Saying What I Feel & Being More Like My Dog

my dog isn’t much of a barker.  he is 7 months old and up until about two months ago i think i could count the times i heard him bark on one hand.  it’s easily one of my favorite qualities about him.   he has been more on guard lately, i think he is at that growing and processing age and i am noticing more of his fears and curiosities.  he has discovered his bark and uses it more.  he doesn’t bark non-stop.  he doesn’t bark at random things.  he doesn’t bark when being barked at.  he barks when something is not right.  when something unknown is approaching.  he barks when he is scared and needs to send a warning to his pack.  he barks to ward off danger.  he sees something that doesn’t appear right to him and the tufts of hair on his back will spike up, it’s his way of appearing tough.  really he is scared.  just a pup, but his bark would tell you a different story.  a few short, deep warning calls he sounds out concerning the situation at hand.  when my dog barks i listen and i look.  something is not right and he is letting me know.

dogs are instinctive.  they don’t get caught up in their head space.  they don’t worry about what people may think.  and they certainly don’t hold back when they feel something isn’t right.  they don’t internalize emotions.  they don’t stuff feelings.  they live in the moment.  they don’t hold grudges.  they don’t think, “my owner didn’t take me for a long enough walk today so i’m going to withhold my love to teach them a lesson.”  they don’t think, “something isn’t right but i’m not sure if i should say anything because i don’t want to step on anyone’s toes.” or “i will just keep it to myself.”  no, you come home, your dog is excited to see you, he licks your face, wags his tail, gives affection.  something is wrong and he lets you know, he doesn’t hold onto the information to decide how he should use it and if he could get some leverage from it.  we as people have the ability to process our emotions, to understand the way things make us feel and to analyze those thoughts.  it is a unique ability, a true gift, but often it gets us into trouble.  we can get so caught up in our heads, in our emotions, in our racing thoughts, our anxieties, our worries our concerns.  we forget to live in the moment.  we forget to speak up and say what we think.  our friend is about to make a bad decision but we don’t want to butt in, it isn’t our place.  if i was walking right into danger i am certain my dog would try to stop me.  he would sound his bark, run up and protect me.  what is it about us that prevents us from following our instincts.  why can’t we turn off the racing thoughts and just live, a little.  every now and then?

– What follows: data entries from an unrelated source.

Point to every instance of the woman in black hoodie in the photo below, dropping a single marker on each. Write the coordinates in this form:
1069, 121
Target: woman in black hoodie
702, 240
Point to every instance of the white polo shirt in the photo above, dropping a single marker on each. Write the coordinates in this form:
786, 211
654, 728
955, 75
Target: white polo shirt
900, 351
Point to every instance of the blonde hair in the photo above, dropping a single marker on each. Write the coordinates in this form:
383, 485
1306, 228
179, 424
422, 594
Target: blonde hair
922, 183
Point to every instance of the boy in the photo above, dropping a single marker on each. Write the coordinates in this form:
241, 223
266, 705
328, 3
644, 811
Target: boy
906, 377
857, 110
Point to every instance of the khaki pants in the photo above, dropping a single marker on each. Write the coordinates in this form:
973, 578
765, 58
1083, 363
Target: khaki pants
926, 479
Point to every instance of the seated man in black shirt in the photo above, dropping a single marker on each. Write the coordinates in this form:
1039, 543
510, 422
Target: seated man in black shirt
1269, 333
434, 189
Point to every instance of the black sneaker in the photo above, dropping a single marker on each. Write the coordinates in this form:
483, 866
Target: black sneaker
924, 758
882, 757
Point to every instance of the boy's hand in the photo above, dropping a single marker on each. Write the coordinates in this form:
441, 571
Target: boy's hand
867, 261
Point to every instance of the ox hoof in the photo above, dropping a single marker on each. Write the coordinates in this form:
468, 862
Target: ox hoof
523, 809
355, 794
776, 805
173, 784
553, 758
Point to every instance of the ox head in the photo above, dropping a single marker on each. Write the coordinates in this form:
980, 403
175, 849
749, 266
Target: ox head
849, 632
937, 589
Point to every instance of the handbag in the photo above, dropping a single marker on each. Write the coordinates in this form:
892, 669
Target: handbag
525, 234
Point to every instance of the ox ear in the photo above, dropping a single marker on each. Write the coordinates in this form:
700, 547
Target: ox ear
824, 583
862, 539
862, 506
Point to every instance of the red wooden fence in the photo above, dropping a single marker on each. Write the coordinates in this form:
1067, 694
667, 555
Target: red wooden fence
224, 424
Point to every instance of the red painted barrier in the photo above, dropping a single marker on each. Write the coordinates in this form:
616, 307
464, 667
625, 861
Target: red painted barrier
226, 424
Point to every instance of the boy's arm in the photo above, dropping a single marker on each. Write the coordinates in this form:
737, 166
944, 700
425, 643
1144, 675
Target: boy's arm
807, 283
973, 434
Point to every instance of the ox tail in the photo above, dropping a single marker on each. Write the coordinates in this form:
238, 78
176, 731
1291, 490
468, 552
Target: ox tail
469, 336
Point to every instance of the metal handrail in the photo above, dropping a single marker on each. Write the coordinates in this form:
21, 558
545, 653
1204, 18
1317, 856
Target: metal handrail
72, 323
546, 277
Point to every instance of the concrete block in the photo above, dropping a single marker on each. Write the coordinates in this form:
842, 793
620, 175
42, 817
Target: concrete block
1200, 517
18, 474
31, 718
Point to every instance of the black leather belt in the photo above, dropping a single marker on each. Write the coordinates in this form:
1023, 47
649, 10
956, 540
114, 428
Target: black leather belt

we are just as instinctive as dogs.  it’s just that we spend so much time thinking and feeling that we waste our reaction time.  i think that is a lot of the difficulty with mental illness, even more so than the average person you get stuck in that head space.  reliving things.  holding onto things.  i wish i said what i felt more, what i thought more.  i wish i didn’t hold onto things.  instead of saying, “nothing is wrong, i’m fine.”  i wish i said, “i’m amazed i got out of bed today, i wish i could go back there now.”  or “you hurt me today and i just can’t get over it.”  life is so fleeting, we don’t have much control over the length of time we have here on earth, but i hope we remember to enjoy what we do have every now and then.  i want to live in the moment like my dog.  i want to let go of things.  i want to say what i feel.  i want to be carefree.